The Sisterhood of the IndieFest

Categories: Film Festivals

TheCongress.jpg
Robin Wright in The Congress.
Any number of themes may be found percolating within the 2014 IndieFest -- "Sweet Sixteen" is the official one, on account of it being the 16th annual -- but this year's event seems to be especially and encouragingly full of feminist undertones. Which isn't to say feminism is a first-priority programming agenda, necessarily, or that men and their various concerns aren't represented among the festival's dozens of relatively diverse films. (As is regrettably still so often the case with these things, maleness, well, dominates.) But for viewers in search of women's stories, there is a lot going on here.

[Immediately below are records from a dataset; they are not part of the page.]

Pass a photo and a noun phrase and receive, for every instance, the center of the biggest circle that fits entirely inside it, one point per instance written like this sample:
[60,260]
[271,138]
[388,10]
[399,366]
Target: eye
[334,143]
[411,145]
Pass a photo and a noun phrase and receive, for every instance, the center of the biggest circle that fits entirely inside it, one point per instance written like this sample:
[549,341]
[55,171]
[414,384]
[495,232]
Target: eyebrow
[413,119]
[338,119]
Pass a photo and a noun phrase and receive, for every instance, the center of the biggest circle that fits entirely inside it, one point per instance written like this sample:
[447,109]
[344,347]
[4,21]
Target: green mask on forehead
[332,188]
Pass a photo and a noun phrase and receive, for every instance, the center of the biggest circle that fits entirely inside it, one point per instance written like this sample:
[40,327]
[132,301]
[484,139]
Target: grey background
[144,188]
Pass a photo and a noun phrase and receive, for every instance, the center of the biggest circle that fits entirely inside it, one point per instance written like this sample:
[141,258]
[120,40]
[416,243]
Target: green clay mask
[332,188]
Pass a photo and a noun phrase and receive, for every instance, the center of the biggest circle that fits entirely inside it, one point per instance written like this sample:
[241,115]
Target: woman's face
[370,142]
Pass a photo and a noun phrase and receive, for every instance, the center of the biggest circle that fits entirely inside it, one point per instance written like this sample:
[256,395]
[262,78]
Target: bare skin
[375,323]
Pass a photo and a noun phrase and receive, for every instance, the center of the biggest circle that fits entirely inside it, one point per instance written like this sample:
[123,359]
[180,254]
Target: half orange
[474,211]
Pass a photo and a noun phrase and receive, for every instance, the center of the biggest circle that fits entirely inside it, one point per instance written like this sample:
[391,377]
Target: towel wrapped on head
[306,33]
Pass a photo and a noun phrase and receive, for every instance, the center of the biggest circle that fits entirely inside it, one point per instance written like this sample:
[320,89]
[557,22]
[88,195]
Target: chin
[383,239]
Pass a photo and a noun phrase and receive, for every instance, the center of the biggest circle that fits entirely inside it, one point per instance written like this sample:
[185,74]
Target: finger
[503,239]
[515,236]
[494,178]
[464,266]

In festival opener The Congress, we begin with an inviting closeup of Robin Wright's face. Tears are in her eyes. She's being reprimanded, by a man, for her "lousy choices." It's her agent, played by Harvey Keitel; Wright plays a version of herself, an aging actress whose prospects have dried up. The only offer left is to retire and sell off all rights to her digital likeness, for a studio to use however it chooses, in perpetuity. "You were always their puppet," the agent cruelly reminds her. Later, in a future-world of animated avatars, with her Rebel Robot Robin: Street Fighter franchise presumably having satisfied its investors, the studio comes calling again, to renegotiate. Now they want to sell her image to the public directly, as a consumable chemical. Loosely adapting a Stanislaw Lem novel, Waltz with Bashir director Ari Folman imparts an arresting visual style to these proceedings -- including, late in the film, a surprisingly shocking cut, from animated almost-bliss to a photographic record of physical and spiritual destitution, of "reality." We see Wright's actual face again, and remember the world of make-believe as a poignantly illusory utopia.

A similarly suggestive cut occurs in the first act of Matt Wolf's documentary Teenage, the festival's centerpiece, as we bounce from an uncomfortably close view of a twitching shell-shocked World War I veteran straight to the more ostensibly attractive sight of a dancing girl, a carefree flapper. By this time, a preliminary bit of narration already has informed us, in a young female voice: "We are teenagers, but we didn't always exist. We were a wartime invention." As elaborated from punk historian Jon Savage's book, Wolf's pristine pop history assembles archive footage, recreations, and read-aloud diaries from real midcentury teenagers to recount the dubious fabrication of youth culture -- replete with empty promises, restrictions, and sexually charged hypocrisies.

And so history lurches forward, fueled at least in part by inter-generational rebellion, and drawn ever toward a sort of beauty-industrial complex. In several of these films we see women living up to media-made images of youthful vivacity and sex appeal, or rebuking them, or reclaiming them. We see the troubled legacies of being gazed at, and the ruthlessly conditional freedoms of choice. Of course there are various childbirth-associated freak-outs on display, from the wry comedic quirk of Let's Ruin It With Babies, to the willfully revolting mom-to-be dramedy of See You Next Tuesday, to the sobering teen-pregnancy tribulations of the Polish drama Baby Blues, to the miscarriage-motivated horrors of Proxy. And sex itself is directly examined. There Is Light, which has been described rather cheerfully as Japan's answer to The Sessions, concerns a young Japanese woman who becomes a sex worker for disabled people. San Francisco filmmaker Visra Vichit-Vadakan's fact-fiction hybrid Karaoke Girl, which also will be shown locally at CAAMFest in March, offers a stereotype-exploding profile of a Bangkok escort. Questions about exploitation will arise, and linger, and deepen.

"Don't call me 'babe,'" director Joanna Arnow says to a guy from behind her camera early on in i hate myself :) (crucially, yes, the emoticon actually is part of the title). "It's a realization of your gender-identity," he replies. "Babe the pig. It was a movie." A moment later, he asks, "Why don't you like to be called 'babe?' Did someone rape you?" The movie, a documentary, has shrewdly been framed as an inquiry into what exactly Arnow sees in this guy. Later, among other affronts, he turns the camera back on her. "I think of you as more than a friend," she says, tearfully. His response is skeptical. "As more than a friend. As...uh...subject material?" Arnow's fearlessly self-revealing project is deceptively simple. Call it self-indulgent, but recognize the urgency of that indulgence, and how many selves it might actually speak for. There's also another guy, her editor, who tends to hang around in the nude and spout tough love. He's sort of like some scrappy DIY version of the Keitel character in The Congress. Of course, in most ways i hate myself :), a diary movie made on the cheap with no pedigree of production values or famous players, couldn't be more unlike The Congress. But it puts across a similarly discomfiting vision, and a series of pressing questions about leading ladies. "Is this really where we're going?" some viewers may ask. Actually, wherever it is, we're already there.

The 16th San Francisco Independent Film Festival runs now through Feb. 20 at the Brava and Roxie Theaters in S.F. and the New Parkway theater in Oakland. For tickets and more information, visit sfindie.com.